Well, this is a subject of debate and it depends on whom you ask. Some respond with a definite “no” while others state that “yes, dogs can cry.” The lack of consensus is more about semantics and so yes, dogs can physically cry but no, they don’t cry due to their emotions.

That said, dogs don't cry in the sense that they’re physically able to shed tears. In turn, humans believe we’re the only animals who cry out of emotion (probably because dogs don’t care too much about explaining the world through science).

Furthermore, a “crying” dog doesn’t shed tears. They mainly express sadness through sad vocalizations, like whimpering and whining. They may also display a lack of interest in things they’re usually excited about. Your dog’s emotions also reflect on their facial expressions. Thus, don’t expect to see tears and if you do, it’s because their tear ducts activate for washing away debris and other irritants from their eyes. 

About Crying

As we mentioned above, we think of “crying” as expelling tears and believe this is only a human way of expressing emotions. We’re convinced that the rest of the animal kingdom tears up for physical, not emotional reasons.

Dogs Only Cry When There’s Something Wrong with Their Eyes

So, the consensus is that only humans cry tears when we’re sad and dog tears are a sign of something wrong in the eyes.
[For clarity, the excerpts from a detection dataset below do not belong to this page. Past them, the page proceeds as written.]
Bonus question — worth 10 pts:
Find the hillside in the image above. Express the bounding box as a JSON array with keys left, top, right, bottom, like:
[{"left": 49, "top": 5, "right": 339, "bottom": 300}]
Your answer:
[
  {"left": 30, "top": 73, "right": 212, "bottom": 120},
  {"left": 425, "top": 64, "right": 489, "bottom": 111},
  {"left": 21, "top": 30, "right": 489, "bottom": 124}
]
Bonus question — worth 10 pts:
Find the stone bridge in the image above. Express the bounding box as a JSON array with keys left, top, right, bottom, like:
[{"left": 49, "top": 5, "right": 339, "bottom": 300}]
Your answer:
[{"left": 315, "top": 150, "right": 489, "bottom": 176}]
Our furry pals have tear ducts and their function is to keep the eyes comfortable and clear of debris. Their tears drain back into the nasal cavity as opposed to dripping from the eye. 

So, you should be concerned when there are tears. This is because they could signify allergies or eye infection, a blocked tear duct, a scratch, etc. Furthermore, take a closer look at your dog’s eyes if you notice tears in them. Consult your vet if it goes on for more than a few hours or over a day.

How Do Dogs Express Emotional Pain?

According to the human definition of “crying,” dogs don’t cry because they don’t shed tears. They do, however, express pain in other ways. For example, puppies, like human babies, learn to verbalize a complaint in order to get attention and receive comfort, and nourishment. The little furballs whine to call out to their mothers when they’re either hurt, cold, hungry, or lonely. They’ll whimper when separated from their human or animal family and sometimes even when they want a treat.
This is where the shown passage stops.